From here, the story spread to the public, finding an audience consisting mostly of children. The popular understanding was that it was made up of nonsense words, a style reflective of the book’s mirror world, created from the dreams of Alice and the Red King. If the poem is read in isolation, this argument makes sense, but it becomes clear that the words are not fully nonsense when observed in the context of the work it originates from. In both Through the Looking Glass and Mischmasch, the words used in the first stanza are defined, and each word's definitions are consistent across both texts. The etymologies provided in both indicate that many of the terms are derived from English words, for example, “slithe” is derived from “slimy” and “lithe,” and “gyre” is derived from “gyroscope.” Dodgson says this much: “Dumpty’s theory, of two meanings packed into one word like a portmanteau, seems to me the right explanation for all.” The Jabberwock’s name itself is also a portmanteau, being a combination of the word “jabber,” meaning excited discussion (or speaking incoherently), and woc, the Anglo-Saxon word for fruit. Dodgson himself does not treat them as fully nonsensical in his work, as in Through the Looking Glass, where the White King says “you might as well try to catch a Bandersnatch!” This is a reference to The Hunting of the Snark, a novel set in the isle where the Jabberwock was slain. In this novel, a creature called the Bandersnatch also appears alongside the Jubjub bird, and both play significant roles. Dodgson himself believed that “any writer of a book is fully authorized in attaching any meaning he likes to any word.” The Jabberwocky is representative of that idea, although some of the words may need to be deconstructed.
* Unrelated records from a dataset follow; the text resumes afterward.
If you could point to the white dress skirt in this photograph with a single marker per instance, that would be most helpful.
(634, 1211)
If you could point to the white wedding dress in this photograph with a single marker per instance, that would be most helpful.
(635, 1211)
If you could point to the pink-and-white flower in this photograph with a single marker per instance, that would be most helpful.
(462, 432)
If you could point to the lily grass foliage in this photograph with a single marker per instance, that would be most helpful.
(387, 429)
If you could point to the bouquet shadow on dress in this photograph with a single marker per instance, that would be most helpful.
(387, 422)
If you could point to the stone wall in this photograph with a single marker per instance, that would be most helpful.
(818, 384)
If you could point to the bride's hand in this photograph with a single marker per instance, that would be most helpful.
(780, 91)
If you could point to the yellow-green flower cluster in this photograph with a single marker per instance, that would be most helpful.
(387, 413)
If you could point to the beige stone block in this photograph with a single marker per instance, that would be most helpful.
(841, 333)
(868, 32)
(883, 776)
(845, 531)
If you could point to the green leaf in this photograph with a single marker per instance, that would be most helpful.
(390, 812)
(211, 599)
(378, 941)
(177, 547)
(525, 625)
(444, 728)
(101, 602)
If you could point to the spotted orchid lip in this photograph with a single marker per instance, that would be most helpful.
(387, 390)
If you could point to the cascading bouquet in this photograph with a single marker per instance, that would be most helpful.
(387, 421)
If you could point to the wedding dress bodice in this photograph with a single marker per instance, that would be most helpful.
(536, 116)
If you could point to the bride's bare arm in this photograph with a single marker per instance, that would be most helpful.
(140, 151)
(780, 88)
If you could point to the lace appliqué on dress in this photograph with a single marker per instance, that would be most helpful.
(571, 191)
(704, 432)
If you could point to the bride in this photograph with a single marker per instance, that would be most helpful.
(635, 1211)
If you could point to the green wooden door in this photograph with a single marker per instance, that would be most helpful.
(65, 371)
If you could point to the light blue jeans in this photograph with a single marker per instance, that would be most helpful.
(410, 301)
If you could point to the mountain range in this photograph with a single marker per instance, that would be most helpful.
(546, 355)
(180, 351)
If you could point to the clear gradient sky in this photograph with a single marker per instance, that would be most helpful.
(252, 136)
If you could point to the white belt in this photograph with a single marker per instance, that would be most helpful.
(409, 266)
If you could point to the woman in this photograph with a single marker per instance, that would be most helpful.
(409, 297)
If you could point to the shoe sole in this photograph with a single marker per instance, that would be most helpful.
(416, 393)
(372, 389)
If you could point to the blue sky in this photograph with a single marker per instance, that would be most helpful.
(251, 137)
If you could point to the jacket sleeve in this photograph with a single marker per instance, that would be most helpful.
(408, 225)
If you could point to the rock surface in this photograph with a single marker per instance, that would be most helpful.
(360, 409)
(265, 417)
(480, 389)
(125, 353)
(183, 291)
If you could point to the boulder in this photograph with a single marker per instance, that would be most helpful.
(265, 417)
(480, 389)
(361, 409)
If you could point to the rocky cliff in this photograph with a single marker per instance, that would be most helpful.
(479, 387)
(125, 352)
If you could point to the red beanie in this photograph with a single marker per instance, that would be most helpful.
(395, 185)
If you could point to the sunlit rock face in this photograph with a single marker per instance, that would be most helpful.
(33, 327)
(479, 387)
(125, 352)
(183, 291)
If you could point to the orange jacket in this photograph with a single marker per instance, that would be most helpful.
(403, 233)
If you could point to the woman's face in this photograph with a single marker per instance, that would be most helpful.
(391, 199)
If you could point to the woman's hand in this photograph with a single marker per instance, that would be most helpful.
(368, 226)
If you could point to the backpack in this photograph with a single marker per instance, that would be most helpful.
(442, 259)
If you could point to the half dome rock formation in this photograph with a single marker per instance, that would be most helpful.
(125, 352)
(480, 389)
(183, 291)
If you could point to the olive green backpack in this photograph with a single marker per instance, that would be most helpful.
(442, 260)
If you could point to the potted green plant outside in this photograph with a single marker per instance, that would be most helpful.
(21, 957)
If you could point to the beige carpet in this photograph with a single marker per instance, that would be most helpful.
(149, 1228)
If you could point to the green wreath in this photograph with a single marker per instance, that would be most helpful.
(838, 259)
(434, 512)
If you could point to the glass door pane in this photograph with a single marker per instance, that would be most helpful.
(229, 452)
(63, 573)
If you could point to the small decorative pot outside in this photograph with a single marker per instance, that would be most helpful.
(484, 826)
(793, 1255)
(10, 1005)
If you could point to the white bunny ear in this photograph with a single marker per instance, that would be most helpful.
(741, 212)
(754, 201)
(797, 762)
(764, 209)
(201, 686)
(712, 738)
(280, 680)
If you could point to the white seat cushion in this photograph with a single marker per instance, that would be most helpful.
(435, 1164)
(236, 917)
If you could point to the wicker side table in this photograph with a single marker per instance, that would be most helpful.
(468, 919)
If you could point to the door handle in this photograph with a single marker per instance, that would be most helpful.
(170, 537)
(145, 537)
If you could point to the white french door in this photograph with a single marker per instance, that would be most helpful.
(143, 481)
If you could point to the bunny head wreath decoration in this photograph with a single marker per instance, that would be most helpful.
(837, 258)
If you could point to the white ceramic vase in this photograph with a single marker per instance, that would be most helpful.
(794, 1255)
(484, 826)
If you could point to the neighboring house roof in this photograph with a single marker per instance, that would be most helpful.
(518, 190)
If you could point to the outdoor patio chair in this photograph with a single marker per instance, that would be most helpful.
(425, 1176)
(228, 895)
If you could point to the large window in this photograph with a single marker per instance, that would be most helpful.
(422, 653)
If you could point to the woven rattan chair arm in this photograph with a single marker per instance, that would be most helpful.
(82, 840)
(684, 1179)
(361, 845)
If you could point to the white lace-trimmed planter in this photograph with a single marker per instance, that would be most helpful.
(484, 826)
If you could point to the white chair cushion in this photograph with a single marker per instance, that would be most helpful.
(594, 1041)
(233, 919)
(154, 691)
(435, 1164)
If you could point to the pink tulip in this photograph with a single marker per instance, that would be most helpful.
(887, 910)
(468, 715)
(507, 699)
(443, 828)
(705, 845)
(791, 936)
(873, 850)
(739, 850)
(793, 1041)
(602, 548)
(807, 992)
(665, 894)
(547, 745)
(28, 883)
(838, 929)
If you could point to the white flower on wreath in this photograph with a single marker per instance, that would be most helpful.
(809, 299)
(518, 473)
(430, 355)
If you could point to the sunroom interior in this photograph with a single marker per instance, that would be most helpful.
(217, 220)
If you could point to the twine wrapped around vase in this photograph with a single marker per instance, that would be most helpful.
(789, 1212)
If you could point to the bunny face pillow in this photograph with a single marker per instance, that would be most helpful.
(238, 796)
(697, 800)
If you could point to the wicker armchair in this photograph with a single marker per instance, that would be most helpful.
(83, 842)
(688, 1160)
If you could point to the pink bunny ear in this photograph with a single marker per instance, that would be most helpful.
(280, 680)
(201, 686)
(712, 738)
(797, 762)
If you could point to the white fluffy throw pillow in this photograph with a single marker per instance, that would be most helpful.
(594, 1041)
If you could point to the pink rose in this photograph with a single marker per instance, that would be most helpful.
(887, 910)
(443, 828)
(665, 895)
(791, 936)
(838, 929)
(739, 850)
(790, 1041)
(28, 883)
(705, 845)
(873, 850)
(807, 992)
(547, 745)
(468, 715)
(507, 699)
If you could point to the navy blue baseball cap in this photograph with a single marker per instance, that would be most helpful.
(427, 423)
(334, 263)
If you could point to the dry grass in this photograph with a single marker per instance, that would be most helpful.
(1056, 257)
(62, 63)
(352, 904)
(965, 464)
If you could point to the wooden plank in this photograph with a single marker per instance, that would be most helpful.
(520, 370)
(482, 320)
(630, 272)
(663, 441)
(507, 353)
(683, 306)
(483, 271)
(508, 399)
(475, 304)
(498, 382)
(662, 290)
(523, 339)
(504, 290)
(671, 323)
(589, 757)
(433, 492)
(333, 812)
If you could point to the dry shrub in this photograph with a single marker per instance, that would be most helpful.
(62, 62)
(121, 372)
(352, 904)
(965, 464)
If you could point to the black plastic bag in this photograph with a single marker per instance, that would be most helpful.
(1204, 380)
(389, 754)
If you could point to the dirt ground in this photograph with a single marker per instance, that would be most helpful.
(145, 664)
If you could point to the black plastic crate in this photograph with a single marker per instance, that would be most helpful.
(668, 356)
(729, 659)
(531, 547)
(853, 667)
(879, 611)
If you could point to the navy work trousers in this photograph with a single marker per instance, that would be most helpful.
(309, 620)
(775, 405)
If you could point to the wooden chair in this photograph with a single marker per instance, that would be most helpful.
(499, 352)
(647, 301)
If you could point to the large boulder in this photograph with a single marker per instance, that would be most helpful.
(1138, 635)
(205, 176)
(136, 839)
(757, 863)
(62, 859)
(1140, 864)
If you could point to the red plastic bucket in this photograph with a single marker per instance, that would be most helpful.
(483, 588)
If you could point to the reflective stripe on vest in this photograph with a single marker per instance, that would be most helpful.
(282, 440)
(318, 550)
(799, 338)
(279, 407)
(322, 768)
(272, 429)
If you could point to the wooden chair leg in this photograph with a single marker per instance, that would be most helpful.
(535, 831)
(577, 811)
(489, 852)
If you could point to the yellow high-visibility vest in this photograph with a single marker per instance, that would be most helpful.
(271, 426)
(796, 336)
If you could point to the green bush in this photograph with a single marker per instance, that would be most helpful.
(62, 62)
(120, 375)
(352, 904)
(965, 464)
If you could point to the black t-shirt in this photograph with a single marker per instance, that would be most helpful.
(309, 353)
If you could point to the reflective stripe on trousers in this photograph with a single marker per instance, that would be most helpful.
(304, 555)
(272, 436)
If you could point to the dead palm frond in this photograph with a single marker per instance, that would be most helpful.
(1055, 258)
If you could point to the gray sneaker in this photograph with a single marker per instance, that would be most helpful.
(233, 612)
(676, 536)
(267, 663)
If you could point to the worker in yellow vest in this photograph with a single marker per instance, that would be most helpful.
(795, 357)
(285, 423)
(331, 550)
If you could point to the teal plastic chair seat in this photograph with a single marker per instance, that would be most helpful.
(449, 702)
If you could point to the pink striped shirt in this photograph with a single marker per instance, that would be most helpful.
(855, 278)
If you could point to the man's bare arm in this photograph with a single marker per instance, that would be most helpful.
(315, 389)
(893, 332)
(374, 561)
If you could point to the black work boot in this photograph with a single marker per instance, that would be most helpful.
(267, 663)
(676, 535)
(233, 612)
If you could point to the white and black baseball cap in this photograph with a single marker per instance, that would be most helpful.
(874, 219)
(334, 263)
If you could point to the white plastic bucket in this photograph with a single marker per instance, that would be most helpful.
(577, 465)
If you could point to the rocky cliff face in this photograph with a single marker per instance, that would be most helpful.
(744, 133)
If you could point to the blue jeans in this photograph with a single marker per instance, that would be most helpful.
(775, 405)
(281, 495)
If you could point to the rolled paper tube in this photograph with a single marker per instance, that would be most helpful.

Jabberwocky, perfectly fits the Alice series’ themes of the weak boundary between childhood and adulthood, despite not originally being included in the series. Reading the poem feels similar to reading above your level as a child: you as the reader are surrounded by odd, unknown words with just a trace of meaning. The Jabberwock’s name being constructed from the words “babbling” and “fruit” affirms this duality. Knowledge is a fruit that needs to be pursued, and to find it, you must sort through mysterious incoherences. The slaying of the Jabberwock is the symbolic killing of that mystery, and after he defeats the Jabberwock, the boy is embraced by his father, the adult in the poem. The last stanza mirrors the first, and the whimsy of those mysterious words continue to live on, indicating that the boy will return and slay the Jabberwock once again.